Why Does Basil’s Stem Turn Woody?

Basil is a beloved herb for many. Many basil lovers grow it on their own. It’s also a successful crop for hydroponic and indoor gardeners. Yet, almost everyone encounters one problem. Basil’s stems turn woody at around 4-6 months.

Should you be worried if your basil’s stems turn woody? Can you revive woody basil? Can you prevent or delay this? Is this a problem for hydroponic basil, too? These are the focus of this post.

Why do basil stems turn woody, and should you worry?

You and many others grow basil for its tender leaves. The young leaves are flavourful and very aromatic. Yet plants that grow in their natural habitat have different plants. Basil’s stems turning woody is the plant’s natural process. There’s nothing wrong with the plant, but it can be undesirable for our use in the kitchen.

Basil is an annual plant. This means it’s grown for a single year, and the following year, you replant. This doesn’t mean basil dies after one year. Some have grown the same basil plant for several years. Yet, the basil plant produces excellent quality leaves in about six months.

Most basil varieties start to bloom after 4 or 6 months. If the flower buds are left to bloom, the plant will mature. This means its leaves become thicker and taste bitter. Also, its stems turn woody. You may also notice some areal roots in the woody basil plant.

basil flower
Basils mature when they bloom.

We outlined some prevention techniques, but you can’t avoid the plant’s desire to mature. In their natural settings, producing seeds is the plant’s best bet to reproduce unless another animal chews it and drops it elsewhere. It doesn’t know you have control over its reproducibility.

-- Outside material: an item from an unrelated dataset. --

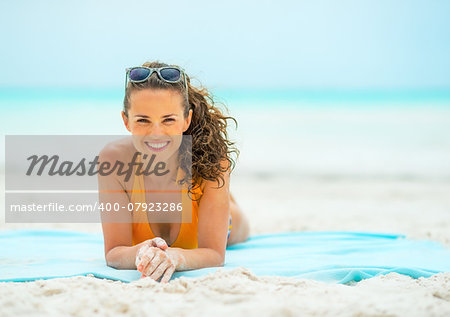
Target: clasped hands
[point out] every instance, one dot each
(153, 260)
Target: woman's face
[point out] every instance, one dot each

How do you delay woody stems in basil?

Harvest! Yes, just cut the stems.

Different basil varieties flower at different times. Blooming starts around 4-6 months when their stems turn woody. When they bloom, flower buds appear at the tip of every stem. But if you keep harvesting or pruning your basil plant, there won’t be any flower buds. Thus, no flowering, woody stems, or bitter-tasting basil leaves will exist.

woody basil stems

You can harvest basil once they have the second set of true leaves. All you need to do is to keep the first set of true leaves and cut the stem about one-third of an inch above the first true leaves. New stems will start to grow near the remaining leaves.

This way, the basil plants can stay young for a prolonged period.

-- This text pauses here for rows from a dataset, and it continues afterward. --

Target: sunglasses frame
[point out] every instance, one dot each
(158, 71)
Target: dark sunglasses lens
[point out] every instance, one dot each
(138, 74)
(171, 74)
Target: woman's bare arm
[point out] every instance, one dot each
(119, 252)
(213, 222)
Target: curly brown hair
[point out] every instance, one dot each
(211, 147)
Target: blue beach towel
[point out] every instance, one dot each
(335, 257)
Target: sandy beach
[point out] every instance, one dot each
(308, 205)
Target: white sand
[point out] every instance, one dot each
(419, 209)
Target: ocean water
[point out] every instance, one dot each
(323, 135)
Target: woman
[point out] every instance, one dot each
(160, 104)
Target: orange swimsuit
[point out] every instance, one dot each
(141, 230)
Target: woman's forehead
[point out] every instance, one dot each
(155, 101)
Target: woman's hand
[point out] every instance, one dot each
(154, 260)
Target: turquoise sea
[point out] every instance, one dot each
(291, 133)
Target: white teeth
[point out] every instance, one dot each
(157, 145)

Imagine the basil plant is growing in a forest. When it can’t flower, it needs to attract herbivorous animals. Basil’s technique is to do this by using aromatic and flavourful leaves. This is what happens when you regularly prune basil plants.

Yet, you can’t go against the plant’s natural desires. Even with pruning, the plant will eventually turn woody. And you need different techniques to handle this situation.

Related: How To Prune Basil For A Flavorful, Bushy Plant Forever

What do you do if the basil plant’s stems turn woody anyway?

It’s a matter of time. Regular pruning can delay the plant’s maturation. But you can’t prevent it. Once they’ve matured, the best thing to do would be to abundant the plant. Yes, it’s time to throw it.

But wait.

You can reproduce basil for the next season if the mature plant is healthy and shows no infection.

Related: Hydroponic Basil Pests and Diseases

Propagating basil from cuttings

If your basil plant has already bloomed, you can save the seeds to propagate later. But you know that basil can also be grown from cuttings. Make sure to cut all the young stems from the mature plant and put them in a jar of water. You’ll see the cuttings grow roots in two weeks. Then, transplant it to your hydroponic system or pot.

Related: How to propagate basil from cuttings

How do you grow basil all year round, avoiding woody stems?

To have basil all year, you should have plants with different maturity levels—plant basil at about two-month intervals. You can have about three or four plants. When the first one starts to bloom, throw it away and plant its young cutting. This cutting would produce leaves in two months. The cycle will continue to produce basil leaves all year round.

Yet, your country’s seasonal variation should support this. Most equatorial countries do have this benefit. But if your summer temperature is drastically different than the winter temperature, growing basil all year round is very challenging. Otherwise, it would be best to grow them in a controlled environment, like a grow tent or a greenhouse.

If you grow basil in hydroponics, use a system that supports successive planting. Systems like NFT, flood and drain, DWC, and drip support successive planting. Yet, if you’re growing basil using the Kratky method, you can’t have two basil plants at different maturity levels in the same system. If you do, the more mature plant with well-grown roots will drink more water, and the young ones will be unable to reach the nutrients.

Even in systems like NFT, you should leave enough space for the young basil plants. Basil loves the sun, and if the young plants are covered by the leaves of the more mature ones, their growth will be stalled.

Soil-based gardeners should also avoid planting young basil seedlings too close to mature ones. So, don’t have successive plants in the same pot.


Basil loses its flavor with time. One notable sign of a plant’s maturity is flowering. The other is woody stems.

In this post, we’ve discussed how to prevent the plant from reaching maturity and what to do if it does. The planting cycle suggested here would help you grow basil leaves all year round.